Outside of Crossover, the pacing really needs work. I get that this is supposed to be a romantic slice-of-life kind of story, but even those have some great pacing—the good ones, I mean. Sure, we can probably assume that the guy does get the girl, but we ought to have a few doubts while reading. This is as predictable and as cliche as one can get, and in that sense, falls flat on its face.

On another note, if you're telling a story from first person perspective, it is better to remain in only one person's perspective; that is, not to change the person you are viewing the story through. If you do do that, though, try to make it clear, but not as bluntly obvious as (so and so's perspective).

Then again, this is a fanfiction, so it doesn't have to be taken seriously. But take it from an experienced writer; you'll have to understand how a story works before you make a story work. The basics and other lessons are key, yes, but ultimately, you'll have to decide what to write, how to write it, and why to write it.
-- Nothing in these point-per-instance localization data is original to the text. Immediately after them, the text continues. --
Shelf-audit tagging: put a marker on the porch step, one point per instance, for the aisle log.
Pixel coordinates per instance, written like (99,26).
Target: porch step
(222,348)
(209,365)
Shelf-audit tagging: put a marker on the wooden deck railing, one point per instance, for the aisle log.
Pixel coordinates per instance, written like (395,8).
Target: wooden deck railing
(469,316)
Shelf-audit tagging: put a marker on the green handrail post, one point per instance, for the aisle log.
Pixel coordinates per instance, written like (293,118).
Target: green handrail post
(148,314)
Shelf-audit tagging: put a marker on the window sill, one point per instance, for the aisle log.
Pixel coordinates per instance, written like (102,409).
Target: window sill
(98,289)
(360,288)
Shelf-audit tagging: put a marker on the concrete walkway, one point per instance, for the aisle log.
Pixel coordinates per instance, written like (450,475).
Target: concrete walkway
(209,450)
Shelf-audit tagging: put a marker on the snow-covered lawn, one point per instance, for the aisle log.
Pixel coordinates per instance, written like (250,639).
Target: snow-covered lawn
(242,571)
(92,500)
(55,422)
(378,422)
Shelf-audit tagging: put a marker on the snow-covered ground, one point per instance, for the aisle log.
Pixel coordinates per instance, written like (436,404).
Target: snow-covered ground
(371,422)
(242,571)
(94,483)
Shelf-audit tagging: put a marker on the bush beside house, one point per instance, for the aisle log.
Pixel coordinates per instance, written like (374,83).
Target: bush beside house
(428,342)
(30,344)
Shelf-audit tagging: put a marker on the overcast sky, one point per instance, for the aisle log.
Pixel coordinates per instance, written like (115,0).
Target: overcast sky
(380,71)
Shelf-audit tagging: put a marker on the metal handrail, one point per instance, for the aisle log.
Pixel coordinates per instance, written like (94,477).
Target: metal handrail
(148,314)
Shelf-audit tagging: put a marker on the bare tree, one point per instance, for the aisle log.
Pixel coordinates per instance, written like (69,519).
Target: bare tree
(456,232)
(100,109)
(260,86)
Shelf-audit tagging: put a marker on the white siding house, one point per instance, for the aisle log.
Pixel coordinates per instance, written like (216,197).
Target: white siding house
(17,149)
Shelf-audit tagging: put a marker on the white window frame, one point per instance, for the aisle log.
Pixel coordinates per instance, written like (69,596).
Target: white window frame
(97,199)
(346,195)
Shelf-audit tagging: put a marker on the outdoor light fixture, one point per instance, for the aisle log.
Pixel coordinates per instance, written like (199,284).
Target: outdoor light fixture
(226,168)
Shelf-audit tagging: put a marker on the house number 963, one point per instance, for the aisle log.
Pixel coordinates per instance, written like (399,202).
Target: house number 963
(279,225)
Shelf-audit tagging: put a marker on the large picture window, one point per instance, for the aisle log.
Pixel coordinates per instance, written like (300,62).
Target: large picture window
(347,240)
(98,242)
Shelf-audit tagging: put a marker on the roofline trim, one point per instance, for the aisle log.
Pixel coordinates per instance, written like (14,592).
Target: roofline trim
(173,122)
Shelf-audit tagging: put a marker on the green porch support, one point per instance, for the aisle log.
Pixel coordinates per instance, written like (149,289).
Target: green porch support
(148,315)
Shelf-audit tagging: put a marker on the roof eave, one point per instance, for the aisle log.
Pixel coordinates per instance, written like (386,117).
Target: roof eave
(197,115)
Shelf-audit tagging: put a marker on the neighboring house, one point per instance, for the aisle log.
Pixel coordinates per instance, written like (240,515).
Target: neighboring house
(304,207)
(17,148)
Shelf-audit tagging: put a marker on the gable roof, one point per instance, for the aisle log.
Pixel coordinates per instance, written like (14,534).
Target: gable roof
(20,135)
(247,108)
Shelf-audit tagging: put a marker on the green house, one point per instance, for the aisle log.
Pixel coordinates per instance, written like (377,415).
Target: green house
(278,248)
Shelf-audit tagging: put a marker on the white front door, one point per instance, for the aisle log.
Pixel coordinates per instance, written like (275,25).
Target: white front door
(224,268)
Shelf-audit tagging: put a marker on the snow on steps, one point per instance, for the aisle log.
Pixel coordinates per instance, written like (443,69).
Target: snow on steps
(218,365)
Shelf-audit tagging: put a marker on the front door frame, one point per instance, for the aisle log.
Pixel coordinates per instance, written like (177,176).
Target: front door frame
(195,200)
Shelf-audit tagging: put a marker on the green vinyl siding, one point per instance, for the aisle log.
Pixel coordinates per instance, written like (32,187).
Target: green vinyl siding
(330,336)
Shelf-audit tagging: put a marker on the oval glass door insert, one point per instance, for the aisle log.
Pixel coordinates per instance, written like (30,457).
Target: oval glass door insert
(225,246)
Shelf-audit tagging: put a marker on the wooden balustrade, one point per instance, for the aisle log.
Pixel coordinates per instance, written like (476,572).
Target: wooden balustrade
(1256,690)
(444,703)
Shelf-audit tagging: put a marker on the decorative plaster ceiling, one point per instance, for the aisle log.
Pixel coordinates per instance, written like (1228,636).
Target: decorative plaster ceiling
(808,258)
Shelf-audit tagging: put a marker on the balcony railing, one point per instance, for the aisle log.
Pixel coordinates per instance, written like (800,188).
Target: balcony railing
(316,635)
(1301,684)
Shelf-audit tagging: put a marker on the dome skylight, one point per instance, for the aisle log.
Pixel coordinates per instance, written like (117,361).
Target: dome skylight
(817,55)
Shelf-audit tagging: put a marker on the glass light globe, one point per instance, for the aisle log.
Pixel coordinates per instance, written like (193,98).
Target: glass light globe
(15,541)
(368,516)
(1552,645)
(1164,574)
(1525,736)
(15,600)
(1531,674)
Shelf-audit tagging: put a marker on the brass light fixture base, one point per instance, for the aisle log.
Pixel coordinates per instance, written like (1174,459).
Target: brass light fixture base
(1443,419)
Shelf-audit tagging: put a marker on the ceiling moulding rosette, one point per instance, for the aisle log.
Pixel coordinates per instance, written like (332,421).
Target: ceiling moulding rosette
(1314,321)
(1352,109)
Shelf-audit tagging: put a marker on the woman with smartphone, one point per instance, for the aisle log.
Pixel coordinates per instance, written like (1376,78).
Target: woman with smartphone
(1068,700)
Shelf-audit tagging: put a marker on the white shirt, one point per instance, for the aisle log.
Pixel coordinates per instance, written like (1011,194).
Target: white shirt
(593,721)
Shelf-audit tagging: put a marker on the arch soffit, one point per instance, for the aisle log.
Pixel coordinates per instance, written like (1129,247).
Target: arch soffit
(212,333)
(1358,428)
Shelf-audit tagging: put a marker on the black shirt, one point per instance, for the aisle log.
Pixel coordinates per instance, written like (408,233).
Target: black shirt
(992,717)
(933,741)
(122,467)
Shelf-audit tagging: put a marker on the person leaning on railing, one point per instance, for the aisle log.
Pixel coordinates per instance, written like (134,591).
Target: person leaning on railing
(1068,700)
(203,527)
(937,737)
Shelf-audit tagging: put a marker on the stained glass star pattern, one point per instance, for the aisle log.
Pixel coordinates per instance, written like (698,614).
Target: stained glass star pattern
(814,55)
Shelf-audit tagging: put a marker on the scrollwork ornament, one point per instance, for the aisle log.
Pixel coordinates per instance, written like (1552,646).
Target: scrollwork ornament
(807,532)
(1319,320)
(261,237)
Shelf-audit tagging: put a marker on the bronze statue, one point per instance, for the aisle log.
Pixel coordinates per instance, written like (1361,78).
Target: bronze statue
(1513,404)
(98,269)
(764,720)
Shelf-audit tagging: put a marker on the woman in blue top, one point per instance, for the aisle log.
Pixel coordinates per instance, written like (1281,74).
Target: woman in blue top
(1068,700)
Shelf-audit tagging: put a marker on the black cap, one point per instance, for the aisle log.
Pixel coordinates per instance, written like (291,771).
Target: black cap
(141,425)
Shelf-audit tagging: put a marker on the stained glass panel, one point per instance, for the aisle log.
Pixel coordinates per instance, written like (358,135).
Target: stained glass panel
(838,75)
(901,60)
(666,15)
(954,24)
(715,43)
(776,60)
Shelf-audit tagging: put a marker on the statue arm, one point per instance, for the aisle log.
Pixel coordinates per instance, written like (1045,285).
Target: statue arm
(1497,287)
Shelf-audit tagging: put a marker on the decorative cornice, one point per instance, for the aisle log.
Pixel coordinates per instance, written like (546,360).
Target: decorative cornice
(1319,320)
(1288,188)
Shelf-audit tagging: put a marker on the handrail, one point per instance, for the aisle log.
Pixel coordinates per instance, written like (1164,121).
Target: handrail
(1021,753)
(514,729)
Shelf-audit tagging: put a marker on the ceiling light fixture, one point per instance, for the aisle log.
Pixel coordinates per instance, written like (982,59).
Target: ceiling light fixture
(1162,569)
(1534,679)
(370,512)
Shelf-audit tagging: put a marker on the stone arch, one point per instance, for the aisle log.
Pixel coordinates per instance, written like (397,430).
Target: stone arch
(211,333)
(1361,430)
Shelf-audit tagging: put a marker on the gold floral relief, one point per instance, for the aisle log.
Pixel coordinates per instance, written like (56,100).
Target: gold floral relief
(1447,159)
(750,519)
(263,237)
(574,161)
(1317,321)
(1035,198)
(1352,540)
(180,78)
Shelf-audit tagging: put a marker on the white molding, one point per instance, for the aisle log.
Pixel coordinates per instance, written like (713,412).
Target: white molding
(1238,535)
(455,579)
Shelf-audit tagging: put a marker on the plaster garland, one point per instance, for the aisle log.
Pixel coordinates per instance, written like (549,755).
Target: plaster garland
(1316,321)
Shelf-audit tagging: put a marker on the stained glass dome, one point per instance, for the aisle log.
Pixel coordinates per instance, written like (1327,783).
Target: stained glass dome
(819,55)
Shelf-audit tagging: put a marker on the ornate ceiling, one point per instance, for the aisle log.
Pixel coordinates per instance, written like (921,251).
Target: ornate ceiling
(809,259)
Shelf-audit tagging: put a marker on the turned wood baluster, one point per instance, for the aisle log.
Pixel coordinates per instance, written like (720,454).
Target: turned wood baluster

First story or not, it still needs to be reviewed, critiqued, criticized, and questioned. As it stands now, I see nothing too good coming from this story, given the numerous errors and fallacies. However, I don't think that it is entirely hopeless. You might be able to salvage it, but you're going to need to figure out a way to make it better or improve it so that it—and I'll say this as bluntly as possible—doesn't suck.

Good day (night).

6786361 well besides the story's that I wrote in my note books tho is the first fan fiction story I've written and I haven't added the chapter explaining why they are really there. But thanks for the advice.:pinkiehappy:

This story needs 100ccs of rewrite fast!